Filing your federal tax return is probably either your favorite time of year or a tedious task that depletes your savings account. If you’re self-employed, you may have already figured out that you can deduct all sorts of things when April rolls around. Independent contractors who work in direct sales enjoy many different benefits at tax time, including deductions for business-related expenses and the ability to write off debts from self-employment. Make sure that you only deduct applicable expenses if you don’t want to find your tax return on the local auditor’s desk.
Don’t Get Greedy
Make sure you’re only claiming real deductions as you fill out your federal return. It’s okay to claim meal expenses and mileage for some professions, but review current IRS rules first. Auditors are said to have a strong interest in returns filled with deductions, so keep that in mind before you take off a few bucks for that lunch at Applebee’s.
Don’t Tell Them More Than They Need to Know
When you file a federal return, there’s no reason to mail in receipts or a copy of your self-employment earnings. If the IRS wants this info, they’ll ask for it. Don’t trigger an audit by offering extra documents or information.

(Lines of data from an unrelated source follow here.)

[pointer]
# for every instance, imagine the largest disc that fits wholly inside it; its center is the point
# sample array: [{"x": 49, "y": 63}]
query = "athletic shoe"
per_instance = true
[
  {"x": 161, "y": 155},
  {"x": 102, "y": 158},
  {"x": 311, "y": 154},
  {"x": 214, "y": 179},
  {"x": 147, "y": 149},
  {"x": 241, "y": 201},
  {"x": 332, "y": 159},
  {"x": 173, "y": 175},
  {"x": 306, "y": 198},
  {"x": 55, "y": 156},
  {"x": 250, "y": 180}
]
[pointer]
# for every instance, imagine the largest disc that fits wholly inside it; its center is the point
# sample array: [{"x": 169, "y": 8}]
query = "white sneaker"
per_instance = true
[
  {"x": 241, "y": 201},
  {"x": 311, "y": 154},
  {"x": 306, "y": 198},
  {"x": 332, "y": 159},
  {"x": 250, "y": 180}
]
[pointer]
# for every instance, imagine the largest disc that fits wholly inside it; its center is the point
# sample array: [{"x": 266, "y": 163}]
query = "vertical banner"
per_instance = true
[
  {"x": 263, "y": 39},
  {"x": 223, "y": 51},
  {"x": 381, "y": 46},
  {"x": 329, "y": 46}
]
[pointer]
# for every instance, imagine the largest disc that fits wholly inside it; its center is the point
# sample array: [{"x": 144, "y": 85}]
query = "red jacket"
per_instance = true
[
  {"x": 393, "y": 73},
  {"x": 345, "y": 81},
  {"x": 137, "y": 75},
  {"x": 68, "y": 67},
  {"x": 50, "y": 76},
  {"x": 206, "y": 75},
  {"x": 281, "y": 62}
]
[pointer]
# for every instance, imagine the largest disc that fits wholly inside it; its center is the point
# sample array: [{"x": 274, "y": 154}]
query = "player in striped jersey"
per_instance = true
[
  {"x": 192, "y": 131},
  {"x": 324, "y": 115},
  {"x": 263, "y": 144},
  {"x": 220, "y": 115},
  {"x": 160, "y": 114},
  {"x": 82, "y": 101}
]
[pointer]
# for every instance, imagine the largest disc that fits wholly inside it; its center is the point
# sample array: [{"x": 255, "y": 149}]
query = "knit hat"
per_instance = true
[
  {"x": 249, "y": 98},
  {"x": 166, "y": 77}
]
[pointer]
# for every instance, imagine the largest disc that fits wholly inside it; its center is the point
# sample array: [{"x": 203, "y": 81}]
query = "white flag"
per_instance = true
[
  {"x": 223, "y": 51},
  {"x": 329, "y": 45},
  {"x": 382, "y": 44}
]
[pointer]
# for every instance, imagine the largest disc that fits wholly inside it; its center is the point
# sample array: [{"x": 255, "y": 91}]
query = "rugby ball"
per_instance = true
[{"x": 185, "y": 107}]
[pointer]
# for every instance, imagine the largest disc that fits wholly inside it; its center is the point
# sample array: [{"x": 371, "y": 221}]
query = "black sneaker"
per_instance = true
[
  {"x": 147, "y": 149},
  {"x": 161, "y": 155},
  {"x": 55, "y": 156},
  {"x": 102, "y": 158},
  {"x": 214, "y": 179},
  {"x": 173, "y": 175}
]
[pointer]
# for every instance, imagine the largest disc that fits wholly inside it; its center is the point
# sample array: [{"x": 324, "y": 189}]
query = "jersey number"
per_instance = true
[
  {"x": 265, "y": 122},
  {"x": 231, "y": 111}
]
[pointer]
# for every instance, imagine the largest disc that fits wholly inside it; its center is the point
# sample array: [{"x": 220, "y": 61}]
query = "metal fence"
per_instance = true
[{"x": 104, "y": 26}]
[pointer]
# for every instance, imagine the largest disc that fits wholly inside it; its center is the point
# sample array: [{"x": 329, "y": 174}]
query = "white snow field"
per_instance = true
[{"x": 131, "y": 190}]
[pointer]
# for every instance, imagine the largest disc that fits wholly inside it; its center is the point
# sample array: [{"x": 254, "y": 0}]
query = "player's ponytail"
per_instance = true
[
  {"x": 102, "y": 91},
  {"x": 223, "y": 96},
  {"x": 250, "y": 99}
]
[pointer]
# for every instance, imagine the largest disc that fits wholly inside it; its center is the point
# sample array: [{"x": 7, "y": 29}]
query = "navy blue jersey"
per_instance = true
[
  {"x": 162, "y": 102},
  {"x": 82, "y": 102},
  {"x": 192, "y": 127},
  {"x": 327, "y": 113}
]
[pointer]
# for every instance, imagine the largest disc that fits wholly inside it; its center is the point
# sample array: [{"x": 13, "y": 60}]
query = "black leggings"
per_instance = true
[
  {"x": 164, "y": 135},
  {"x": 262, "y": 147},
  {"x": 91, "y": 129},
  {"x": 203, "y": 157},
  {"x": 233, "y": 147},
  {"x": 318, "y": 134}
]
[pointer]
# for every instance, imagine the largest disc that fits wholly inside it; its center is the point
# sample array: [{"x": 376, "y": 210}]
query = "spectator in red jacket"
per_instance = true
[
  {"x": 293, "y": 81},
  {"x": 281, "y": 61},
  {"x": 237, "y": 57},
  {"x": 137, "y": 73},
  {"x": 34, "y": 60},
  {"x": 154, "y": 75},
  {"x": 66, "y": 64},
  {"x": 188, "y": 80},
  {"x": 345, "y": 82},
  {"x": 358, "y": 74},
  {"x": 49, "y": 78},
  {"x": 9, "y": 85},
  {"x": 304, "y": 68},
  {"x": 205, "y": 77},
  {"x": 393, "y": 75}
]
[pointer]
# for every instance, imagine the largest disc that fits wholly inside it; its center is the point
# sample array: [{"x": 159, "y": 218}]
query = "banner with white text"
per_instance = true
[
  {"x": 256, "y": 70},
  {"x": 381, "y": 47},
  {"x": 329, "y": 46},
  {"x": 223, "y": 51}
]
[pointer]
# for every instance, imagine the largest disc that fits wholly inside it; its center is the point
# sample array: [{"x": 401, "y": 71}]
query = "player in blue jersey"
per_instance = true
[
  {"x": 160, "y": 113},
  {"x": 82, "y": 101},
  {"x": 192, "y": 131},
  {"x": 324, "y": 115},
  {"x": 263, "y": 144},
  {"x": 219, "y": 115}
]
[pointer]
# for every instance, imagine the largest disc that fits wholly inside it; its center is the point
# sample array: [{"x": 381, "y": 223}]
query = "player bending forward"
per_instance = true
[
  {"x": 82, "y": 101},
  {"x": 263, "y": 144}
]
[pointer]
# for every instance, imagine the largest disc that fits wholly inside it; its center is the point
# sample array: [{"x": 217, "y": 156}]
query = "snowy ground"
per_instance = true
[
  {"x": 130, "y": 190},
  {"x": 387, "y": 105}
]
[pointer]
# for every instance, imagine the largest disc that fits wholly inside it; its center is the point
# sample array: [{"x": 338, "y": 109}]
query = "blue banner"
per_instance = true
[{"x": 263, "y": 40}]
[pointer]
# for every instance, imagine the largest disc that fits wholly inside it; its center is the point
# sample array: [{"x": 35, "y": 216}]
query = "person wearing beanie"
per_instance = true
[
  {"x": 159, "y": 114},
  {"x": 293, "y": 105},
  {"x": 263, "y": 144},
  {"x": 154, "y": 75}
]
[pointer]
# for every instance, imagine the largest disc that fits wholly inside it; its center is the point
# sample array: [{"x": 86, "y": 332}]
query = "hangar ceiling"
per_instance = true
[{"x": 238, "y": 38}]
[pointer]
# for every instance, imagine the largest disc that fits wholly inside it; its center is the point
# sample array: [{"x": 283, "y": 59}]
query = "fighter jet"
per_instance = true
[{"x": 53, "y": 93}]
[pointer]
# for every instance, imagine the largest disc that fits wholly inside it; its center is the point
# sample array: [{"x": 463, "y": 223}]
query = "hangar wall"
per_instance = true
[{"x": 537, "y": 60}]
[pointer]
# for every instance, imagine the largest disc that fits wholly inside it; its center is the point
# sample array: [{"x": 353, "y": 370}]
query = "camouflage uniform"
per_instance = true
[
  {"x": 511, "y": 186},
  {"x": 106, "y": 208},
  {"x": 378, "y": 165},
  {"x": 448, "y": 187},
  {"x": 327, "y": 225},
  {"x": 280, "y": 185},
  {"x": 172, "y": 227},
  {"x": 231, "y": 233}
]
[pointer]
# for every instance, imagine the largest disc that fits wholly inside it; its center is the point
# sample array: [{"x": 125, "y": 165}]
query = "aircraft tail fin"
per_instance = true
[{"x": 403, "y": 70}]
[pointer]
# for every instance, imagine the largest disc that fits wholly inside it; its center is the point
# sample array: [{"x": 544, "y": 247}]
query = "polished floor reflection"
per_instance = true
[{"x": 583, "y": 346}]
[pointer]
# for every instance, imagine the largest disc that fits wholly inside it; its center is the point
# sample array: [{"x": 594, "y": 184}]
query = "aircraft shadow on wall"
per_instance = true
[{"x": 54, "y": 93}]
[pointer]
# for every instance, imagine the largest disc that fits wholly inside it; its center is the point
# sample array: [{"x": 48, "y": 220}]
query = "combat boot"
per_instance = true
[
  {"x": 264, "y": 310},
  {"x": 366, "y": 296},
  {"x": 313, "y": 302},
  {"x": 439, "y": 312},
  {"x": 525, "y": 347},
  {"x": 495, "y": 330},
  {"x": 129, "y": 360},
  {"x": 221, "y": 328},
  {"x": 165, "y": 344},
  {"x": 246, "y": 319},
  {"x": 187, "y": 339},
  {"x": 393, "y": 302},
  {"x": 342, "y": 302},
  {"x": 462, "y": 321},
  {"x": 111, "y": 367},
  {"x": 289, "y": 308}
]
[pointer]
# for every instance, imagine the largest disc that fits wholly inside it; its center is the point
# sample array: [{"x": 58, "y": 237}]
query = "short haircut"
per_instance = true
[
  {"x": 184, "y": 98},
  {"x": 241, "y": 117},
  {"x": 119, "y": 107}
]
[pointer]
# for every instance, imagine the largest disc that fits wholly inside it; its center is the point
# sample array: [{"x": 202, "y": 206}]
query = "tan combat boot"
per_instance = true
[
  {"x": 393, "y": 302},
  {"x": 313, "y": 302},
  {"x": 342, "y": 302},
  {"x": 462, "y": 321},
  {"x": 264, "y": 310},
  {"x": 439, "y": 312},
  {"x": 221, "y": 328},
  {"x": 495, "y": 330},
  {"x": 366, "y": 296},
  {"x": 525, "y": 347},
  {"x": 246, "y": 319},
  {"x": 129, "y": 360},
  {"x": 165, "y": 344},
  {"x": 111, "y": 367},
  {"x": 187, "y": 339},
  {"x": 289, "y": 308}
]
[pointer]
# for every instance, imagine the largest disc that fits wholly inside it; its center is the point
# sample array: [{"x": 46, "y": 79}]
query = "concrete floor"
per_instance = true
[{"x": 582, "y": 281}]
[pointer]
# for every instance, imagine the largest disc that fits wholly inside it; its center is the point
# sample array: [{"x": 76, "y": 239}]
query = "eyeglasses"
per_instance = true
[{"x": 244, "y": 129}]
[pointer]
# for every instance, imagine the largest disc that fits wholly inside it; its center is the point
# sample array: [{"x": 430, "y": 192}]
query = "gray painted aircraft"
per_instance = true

Don’t File Too Early or Too Late
Self-employed folks should avoid filing on the first day of tax season or preparing a return long after April 15th has passed. Play it safe and file in February or March with the majority of the other taxpayers. Avoid doing anything to call attention to your return, like requesting extension after extension or amending it at the last possible minute.
Tax time is never fun, but it’s even more stressful if your expenses are audited. Play by the rules and keep an eye on your deductions to avoid receiving an unexpected letter from the IRS months after submitting your return.